А вода? Тоже драгоценность. Ее привозили на санках. В ведрах она плескалась, намерзали кружева по краям. Он жалел каждую каплю.

Варя — в той же упряжке, он — коренник, она — пристяжная. «Завивайся кольцом!» — командовал Варе. Что это значило «завиваться кольцом», не вполне было ясно, но она завивалась.

Самое трудное — ведро на пятый этаж. Вода тяжелая, плещется, сразу замерзает на ступенях — местами они похожи на ледяную горку, так бы и съехал вниз на заду, но нельзя — надо нести ведро. Пока он несет одно ведро, Варя внизу сторожит другое: могут украсть.

Вода — драгоценность. Может быть, оттуда, из отрочества, эта бешеная ненависть к крану? Возможно. Ранние впечатления врезаются в душу. Крепче их не бывает на свете.

13

Кажется, в ту самую голодную, самую холодную зиму он не учился. Во всяком случае, учения своего не помнил.
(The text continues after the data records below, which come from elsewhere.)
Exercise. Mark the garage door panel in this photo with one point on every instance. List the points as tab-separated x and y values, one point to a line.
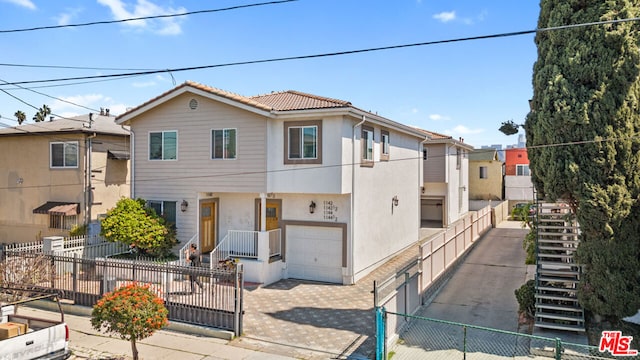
314	253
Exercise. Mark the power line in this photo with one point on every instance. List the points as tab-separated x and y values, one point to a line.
144	17
72	67
319	167
338	53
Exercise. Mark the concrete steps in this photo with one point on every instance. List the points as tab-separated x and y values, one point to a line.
557	275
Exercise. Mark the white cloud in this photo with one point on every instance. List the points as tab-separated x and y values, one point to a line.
24	3
463	130
438	117
143	84
144	8
445	16
65	105
66	17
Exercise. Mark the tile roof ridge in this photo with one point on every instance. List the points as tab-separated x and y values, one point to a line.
300	93
433	133
228	94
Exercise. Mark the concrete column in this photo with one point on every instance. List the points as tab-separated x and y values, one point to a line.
263	212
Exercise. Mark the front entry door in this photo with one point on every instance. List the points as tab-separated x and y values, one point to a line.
208	226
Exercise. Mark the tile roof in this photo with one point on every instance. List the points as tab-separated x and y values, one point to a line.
483	155
76	124
295	100
435	135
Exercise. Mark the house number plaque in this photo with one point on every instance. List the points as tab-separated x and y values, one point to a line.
330	210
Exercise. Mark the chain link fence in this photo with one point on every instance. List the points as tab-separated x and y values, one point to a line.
426	339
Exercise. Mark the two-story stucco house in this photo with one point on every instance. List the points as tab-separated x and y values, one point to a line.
517	180
445	191
60	173
294	185
486	175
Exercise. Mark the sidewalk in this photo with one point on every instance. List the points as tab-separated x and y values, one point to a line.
87	343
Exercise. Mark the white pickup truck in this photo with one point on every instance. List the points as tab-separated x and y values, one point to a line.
24	337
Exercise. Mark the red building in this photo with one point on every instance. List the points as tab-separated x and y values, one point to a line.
516	162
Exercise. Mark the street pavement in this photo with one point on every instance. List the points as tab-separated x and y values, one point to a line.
310	320
480	292
87	343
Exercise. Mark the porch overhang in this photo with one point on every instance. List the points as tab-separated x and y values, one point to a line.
58	208
118	155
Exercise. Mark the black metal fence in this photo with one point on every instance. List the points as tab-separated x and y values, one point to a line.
215	302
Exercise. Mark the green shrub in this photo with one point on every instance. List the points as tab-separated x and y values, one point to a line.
526	297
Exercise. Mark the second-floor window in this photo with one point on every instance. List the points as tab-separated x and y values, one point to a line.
64	154
483	172
367	146
522	170
223	144
163	145
303	142
384	145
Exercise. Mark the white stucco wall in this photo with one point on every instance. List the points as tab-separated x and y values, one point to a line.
518	187
380	229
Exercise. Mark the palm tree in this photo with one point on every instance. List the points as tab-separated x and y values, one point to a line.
20	115
42	113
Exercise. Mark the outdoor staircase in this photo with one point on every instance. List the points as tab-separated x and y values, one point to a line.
557	273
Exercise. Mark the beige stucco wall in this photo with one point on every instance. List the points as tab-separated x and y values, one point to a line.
29	182
489	188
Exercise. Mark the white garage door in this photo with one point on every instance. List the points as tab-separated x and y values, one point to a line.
314	253
431	209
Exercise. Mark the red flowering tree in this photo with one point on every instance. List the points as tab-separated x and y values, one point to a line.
132	311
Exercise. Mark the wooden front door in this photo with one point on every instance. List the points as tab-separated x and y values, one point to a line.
273	215
207	226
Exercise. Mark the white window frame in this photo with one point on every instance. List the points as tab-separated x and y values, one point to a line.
483	170
368	140
520	170
162	145
385	145
301	143
162	204
225	156
65	145
62	222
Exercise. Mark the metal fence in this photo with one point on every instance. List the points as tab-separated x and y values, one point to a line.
425	338
217	303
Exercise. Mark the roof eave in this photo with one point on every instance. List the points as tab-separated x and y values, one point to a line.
126	118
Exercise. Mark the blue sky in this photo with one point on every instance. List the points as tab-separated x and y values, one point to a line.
464	89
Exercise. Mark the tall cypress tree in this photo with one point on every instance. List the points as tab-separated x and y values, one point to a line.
583	135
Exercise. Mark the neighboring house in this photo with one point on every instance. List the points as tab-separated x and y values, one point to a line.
517	179
486	174
445	192
59	174
312	181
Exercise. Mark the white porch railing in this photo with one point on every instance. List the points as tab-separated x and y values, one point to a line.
183	250
275	242
246	244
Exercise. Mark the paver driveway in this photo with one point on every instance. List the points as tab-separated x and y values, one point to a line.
311	320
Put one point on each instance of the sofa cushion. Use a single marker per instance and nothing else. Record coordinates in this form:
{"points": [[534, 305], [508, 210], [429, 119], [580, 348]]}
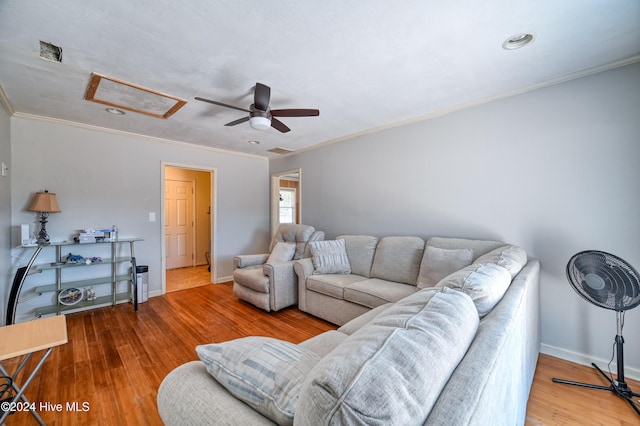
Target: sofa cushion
{"points": [[332, 284], [282, 252], [265, 373], [479, 247], [485, 283], [398, 259], [513, 258], [375, 292], [329, 257], [437, 263], [392, 370], [360, 250]]}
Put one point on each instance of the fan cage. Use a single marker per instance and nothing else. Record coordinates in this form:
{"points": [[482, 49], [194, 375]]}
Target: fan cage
{"points": [[604, 280]]}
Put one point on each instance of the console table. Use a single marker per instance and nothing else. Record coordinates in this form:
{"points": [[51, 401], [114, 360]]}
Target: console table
{"points": [[60, 282], [28, 338]]}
Петроградские зимние вечера и всегда-то темны, а в ту зиму были черны, как уголь. В глубоких потемках мерз город. Электричества, конечно, не было. Освещались самодельной коптилкой. Это была баночка, наполненная темной жидкостью (керосином? лампадным маслом?). В ней плавал фитилек, скрученный из ниток. Он держался на разогнутой шпильке. Все это напоминало человечка: огненная голова, раскинутые руки, туловище, нога. Огонек слабый, чахлый, сине-желтый. Но прищуришь глаза — и во все стороны радужные лучи. Сияют ресницы. Сияет душа. В ту зиму, как ни странно, он был счастлив. Он сочинял оперу!